What kind of training will my child receive?

To begin with, all recruits undergo their Service branch’s version of Basic Training, commonly known as boot camp. While boot camp varies in duration from Service to Service, the focus is the same: preparing recruits physically, mentally, and emotionally for their future in the Military. Learn more about boot camp.

Following Basic Training, servicemembers receive advanced training in their specialty. A variety of training methods are used, including classroom instruction, field exercises, and simulations. Ongoing training is also available in most specialties to keep servicemembers’ skills sharp. Learn more about advanced training.


Will my child be shipped off right away?

Following boot camp, most Service branches allow new servicemembers a short break to spend time at home. After that, servicemembers generally spend another six months to a year in advanced training for their occupational specialty before deploying overseas or stateside.


Where will my child be stationed?

With installations all over the globe, it is impossible to predict in advance where a servicemember will end up stationed. Servicemembers are assigned jobs based on the Services’ needs, and the servicemember’s skills and training. The good news is that servicemembers generally know well in advance where they’ll be going. The other thing to keep in mind is that deployment does not automatically mean going to war. Servicemembers may also be deployed for support in noncombat areas, or may be deployed domestically to help with disaster relief.
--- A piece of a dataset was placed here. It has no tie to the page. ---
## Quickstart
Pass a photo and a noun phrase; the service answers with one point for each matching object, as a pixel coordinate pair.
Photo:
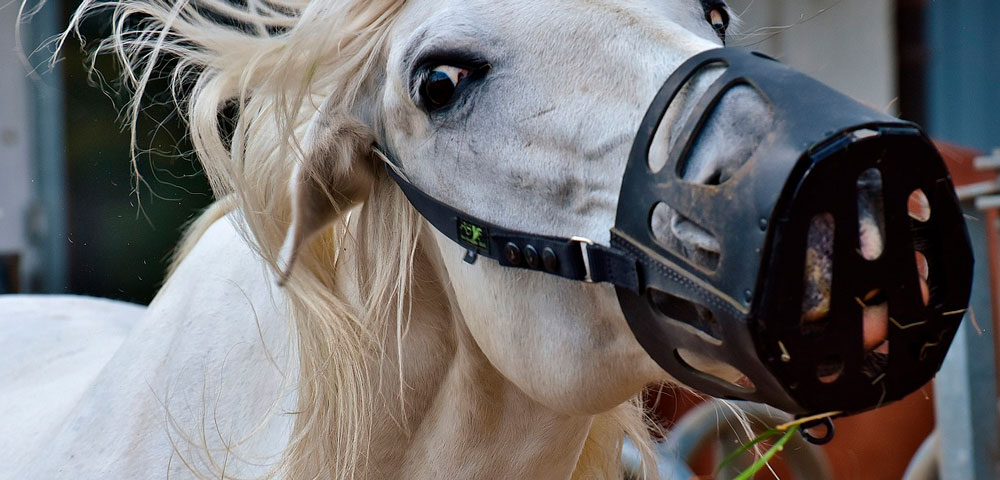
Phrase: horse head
(523, 115)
How often will I see my child?

All active-duty Services offer 30 days of paid vacation per year during which servicemembers may spend time with their families or plan other Rest and Recuperation (R&R). Options like space-available travel allow troops to fly free of charge on regularly scheduled Military flights, provided there is a seat available. This is a great, inexpensive way to get to a destination. Family members are also welcome to visit their servicemember on-base.


How will we stay in touch?

Even while deployed, servicemembers will usually have access to postal mail, email, instant messaging, and phone service (even while at sea). While communication may be restricted during certain missions, modern technology makes it relatively easy for your child to keep in touch.

If there is a family emergency, you should contact your local American Red Cross office, which can relay messages to U.S. military personnel worldwide.